I have the 100 watt basking bulb and the 10.0 uv bulb on in the day and switch them off at night and put the heat mat on.


----------



## Anna89 (Sep 18, 2008)

Hi! congrats!

What size viv is he in? you might find a 100w bulb too hot. night time temps can drop to around 60 normally. if its too cold in the viv maybe try a ceramic or a red light bulb - just for night time! heat mats aren't recommended for beardies for the reasons above.

Anna.


----------



## Paul1988 (Nov 19, 2008)

i use a purple heat bulb on at stat at night for my 2 bds and set the stat to bout 80f , the purple bulb gives out no light only heat and keeps the tank at 80f just right temp at night for them Moon Night Glow Lamp 60W R63 ES (Screw-in) on eBay, also, Reptiles, Pet Supplies, Home Garden (end time 10-Dec-08 20:00:00 GMT)


----------



## alnessman (Mar 8, 2008)

ljb107 said:


> Hi
> 
> I got a bearded dragon yesterday and I set the vivarium up. I had the heat mat on at night but he didn't go on it and when I came downstairs in the morning he was very cold in the corner so I switched on the basking lamp and put him under it. Is it ok to turn the temperature up on the heat mat so he doesn't have to go on it?
> 
> ...


 if your worried about temps at night put the heat mat on the side of the viv not on the floor i live in the far north of scotland and my temps rarely drop below 60f i use no extra heat for my beardies


----------



## ljb107 (Nov 16, 2008)

Sorry, I got the bulb info wrong, it is a 60w not a 100w. I think i will get a bulb that doesn't give out any light for in the night.

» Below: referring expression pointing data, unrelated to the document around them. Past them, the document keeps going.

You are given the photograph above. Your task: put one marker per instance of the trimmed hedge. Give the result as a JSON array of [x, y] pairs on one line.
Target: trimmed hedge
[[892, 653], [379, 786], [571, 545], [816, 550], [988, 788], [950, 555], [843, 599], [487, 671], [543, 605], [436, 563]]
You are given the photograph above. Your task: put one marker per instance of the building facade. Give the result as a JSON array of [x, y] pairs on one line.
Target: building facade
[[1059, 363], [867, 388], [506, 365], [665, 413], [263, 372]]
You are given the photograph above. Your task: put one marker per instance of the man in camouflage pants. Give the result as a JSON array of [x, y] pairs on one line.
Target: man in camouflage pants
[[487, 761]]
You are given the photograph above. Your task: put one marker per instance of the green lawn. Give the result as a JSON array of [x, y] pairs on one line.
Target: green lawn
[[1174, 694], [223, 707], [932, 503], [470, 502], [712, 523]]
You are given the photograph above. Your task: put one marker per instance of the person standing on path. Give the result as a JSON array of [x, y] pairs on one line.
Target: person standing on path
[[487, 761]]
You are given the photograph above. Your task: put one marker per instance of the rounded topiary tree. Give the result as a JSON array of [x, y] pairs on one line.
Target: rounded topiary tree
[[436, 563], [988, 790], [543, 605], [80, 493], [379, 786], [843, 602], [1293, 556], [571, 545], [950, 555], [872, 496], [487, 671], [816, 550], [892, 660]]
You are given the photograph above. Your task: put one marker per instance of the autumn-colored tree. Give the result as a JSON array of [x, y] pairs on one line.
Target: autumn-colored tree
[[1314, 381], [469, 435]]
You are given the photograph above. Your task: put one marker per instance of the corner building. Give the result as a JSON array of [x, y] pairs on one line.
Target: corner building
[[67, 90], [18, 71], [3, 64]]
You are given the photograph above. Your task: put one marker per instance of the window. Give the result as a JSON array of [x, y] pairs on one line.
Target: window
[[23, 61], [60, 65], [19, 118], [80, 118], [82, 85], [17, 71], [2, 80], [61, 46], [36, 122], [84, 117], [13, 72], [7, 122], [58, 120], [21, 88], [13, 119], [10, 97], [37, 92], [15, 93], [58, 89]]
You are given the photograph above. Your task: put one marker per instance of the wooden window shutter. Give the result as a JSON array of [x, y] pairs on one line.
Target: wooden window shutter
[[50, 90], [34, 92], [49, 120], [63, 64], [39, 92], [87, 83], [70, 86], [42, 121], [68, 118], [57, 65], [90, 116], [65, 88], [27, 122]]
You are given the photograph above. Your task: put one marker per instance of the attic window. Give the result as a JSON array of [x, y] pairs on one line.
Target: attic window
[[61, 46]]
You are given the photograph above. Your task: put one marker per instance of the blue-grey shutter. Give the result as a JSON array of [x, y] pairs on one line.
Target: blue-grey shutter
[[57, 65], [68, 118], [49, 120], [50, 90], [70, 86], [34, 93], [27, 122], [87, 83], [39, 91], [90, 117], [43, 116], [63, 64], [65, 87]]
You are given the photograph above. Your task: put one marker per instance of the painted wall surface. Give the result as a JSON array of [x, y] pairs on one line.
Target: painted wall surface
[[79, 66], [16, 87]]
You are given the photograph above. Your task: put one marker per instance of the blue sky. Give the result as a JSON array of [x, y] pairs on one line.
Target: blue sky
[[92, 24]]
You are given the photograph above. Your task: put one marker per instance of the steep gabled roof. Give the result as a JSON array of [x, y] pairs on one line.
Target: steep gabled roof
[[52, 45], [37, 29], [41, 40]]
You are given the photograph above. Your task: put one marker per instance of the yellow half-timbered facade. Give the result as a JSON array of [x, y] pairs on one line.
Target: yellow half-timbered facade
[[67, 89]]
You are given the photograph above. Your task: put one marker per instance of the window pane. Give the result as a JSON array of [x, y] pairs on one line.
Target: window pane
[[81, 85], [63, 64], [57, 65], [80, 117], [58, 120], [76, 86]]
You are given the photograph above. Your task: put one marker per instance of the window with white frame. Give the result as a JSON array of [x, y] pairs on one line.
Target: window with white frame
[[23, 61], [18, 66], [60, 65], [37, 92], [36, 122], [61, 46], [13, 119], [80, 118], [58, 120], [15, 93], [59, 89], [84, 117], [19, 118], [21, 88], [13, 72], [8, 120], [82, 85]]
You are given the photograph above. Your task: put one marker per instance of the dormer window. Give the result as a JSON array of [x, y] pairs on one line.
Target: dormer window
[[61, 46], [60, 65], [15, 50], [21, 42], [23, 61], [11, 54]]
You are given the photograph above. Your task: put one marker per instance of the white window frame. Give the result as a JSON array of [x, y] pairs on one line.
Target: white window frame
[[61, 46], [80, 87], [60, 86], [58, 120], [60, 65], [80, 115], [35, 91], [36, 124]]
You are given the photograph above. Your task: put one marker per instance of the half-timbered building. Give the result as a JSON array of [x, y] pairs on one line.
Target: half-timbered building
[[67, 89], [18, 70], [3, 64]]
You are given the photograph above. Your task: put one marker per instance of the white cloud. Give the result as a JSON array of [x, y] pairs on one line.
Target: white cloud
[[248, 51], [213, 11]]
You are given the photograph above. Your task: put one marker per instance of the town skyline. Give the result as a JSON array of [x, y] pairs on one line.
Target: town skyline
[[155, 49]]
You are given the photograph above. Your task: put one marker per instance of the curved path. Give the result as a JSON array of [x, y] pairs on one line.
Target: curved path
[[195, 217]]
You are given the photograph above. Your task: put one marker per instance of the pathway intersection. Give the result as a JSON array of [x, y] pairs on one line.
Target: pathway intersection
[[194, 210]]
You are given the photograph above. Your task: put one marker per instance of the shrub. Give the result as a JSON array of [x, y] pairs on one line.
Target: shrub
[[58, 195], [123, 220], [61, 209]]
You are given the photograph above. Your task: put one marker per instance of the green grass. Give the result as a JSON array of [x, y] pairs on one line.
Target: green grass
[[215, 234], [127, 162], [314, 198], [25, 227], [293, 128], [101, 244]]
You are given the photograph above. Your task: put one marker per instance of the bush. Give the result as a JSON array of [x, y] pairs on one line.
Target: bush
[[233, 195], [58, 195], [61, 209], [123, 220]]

He is in a 36'' x 18'' x 18'' viv.

Thanks for everyones help.

And I would like the say thanks to Reptile Cymru for selling him to me.

Lloyd


----------



## Paul1988 (Nov 19, 2008)

tht 60watt blub will heat your tank easy m8 iv got a 4ft by 2ft and 2 ft high and its dead right for my tank m8


----------



## zebedeepink (Jul 25, 2007)

I have a 36 x 18 x 18 and also use a 60w and my temps are perfect. I don't use any heat at night but my central heating is always on so temps don't get below about 70. Before I got my new boiler and my heating didn't work, I had a heatmat on the SIDE of the viv, which I turned on at night just to keep the chill off


----------



## cooljules (May 20, 2008)

ljb107 said:


> Sorry, I got the bulb info wrong, it is a 60w not a 100w. I think i will get a bulb that doesn't give out any light for in the night.
> 
> He is in a 36'' x 18'' x 18'' viv.
> 
> ...


you dont need a bulb for night, it wants to be totally dark...you turn the uv off dont you?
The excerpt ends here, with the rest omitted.